I think it's too early--especially based on this test (as interesting as it is)--to say that there would be no differences between these two lenses in hand-held shooting.

ferider
09-08-2008, 12:54
To be clear, the CV lens I tested against the Summicron was the recently introduced M-mount 28mm Ultron f/2 (NOT the screw mount version). This M-mount model is said to be far superior compared to the now-discontinued f/1.9 screw-mount model.

I would really like to see evidence of any optical difference. That verdict is still outstanding.

Yes, the 1.9 is bigger with different mechanics, obviously. But the design is similar with one asph element in the old lens replaced with two spherical elements in the new lens.

The 1.9 did well in tests both done by Sean Reid and Puts, that I can back up with my personal experience.

Like for other manufacturers, there is sample variation with CV lenses. Probably some lemons out there for the 1.9. As for the 2.0 as well (See Uwe's shot). Unfortunately, that's just the way it is, IMO. Of course, a lens hand-picked by Cosina's CEO might have gone through more rigorous Q&A ...

Roland.

kevin m
09-08-2008, 13:05
I think it's too early--especially based on this test (as interesting as it is)--to say that there would be no differences between these two lenses in hand-held shooting.

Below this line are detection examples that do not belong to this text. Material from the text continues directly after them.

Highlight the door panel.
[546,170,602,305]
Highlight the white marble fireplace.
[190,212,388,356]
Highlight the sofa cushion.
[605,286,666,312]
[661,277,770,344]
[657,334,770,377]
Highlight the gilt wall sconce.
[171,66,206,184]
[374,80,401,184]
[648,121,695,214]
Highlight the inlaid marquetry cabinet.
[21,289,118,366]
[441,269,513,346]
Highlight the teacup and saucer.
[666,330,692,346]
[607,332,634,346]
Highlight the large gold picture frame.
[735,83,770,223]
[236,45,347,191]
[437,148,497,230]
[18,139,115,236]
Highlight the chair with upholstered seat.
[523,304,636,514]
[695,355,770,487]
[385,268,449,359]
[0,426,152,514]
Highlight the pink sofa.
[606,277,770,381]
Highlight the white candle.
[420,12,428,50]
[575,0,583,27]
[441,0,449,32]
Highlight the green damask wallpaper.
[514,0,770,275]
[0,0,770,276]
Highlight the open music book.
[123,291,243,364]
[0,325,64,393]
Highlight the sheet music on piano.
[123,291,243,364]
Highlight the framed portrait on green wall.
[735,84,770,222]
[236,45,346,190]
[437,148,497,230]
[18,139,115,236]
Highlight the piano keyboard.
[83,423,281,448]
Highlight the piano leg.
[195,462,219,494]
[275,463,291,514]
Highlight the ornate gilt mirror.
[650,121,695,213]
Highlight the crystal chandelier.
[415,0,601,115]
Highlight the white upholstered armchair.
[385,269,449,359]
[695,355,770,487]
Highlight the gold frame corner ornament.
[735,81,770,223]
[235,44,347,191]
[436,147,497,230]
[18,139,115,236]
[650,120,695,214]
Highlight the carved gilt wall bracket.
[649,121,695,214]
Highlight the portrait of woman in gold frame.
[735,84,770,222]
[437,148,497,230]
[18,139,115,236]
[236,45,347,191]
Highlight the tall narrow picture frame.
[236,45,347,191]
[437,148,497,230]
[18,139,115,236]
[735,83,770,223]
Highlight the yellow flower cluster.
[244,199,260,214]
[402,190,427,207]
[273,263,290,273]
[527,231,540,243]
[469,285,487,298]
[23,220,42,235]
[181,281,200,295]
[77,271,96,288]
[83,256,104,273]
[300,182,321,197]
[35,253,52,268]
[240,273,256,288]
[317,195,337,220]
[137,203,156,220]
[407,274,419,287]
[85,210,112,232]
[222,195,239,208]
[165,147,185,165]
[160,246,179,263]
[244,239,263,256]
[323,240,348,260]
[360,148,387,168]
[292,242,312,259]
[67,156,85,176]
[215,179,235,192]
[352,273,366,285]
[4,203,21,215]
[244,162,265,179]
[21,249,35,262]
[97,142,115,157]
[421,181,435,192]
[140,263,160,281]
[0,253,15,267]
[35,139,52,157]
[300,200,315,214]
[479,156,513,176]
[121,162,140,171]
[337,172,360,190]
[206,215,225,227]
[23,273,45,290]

Not "no differences," just not enough difference to really matter in hand-held shooting. Resolution seems roughly equal, and contrast can quickly be addressed in either the darkroom, or photoshop. If anything, I regard high-contrast lenses as a bit of a liability when working with a digital sensor; a flatter, duller image recorded on the sensor is much easier to work with. :)

BillBlackwell
09-08-2008, 13:46
How did you get one that was coded? After going to that trouble you then on sold it?

I could have easily hand-coded the lens flange with a sharpie, but I happened to have a spare John Milich lens flange, which activates the 28mm framelines. I just changed the original flange out and coded my spare for a 28mm Summicron.

One thing to note about the 28mm Ultron f/2 - Cosina rotated the screws on the mount slightly to the right so 6-bit coding is no longer placed where any of the screws are located.

BillBlackwell
09-08-2008, 13:51
I would really like to see evidence of any optical difference. That verdict is still outstanding... Yes, the 1.9 is bigger with different mechanics, obviously. But the design is similar with one asph element in the old lens replaced with two spherical elements in the new lens...

True - Not having tested the two Ultrons myself, I am relying on what others have said. So I admit I could be wrong about this.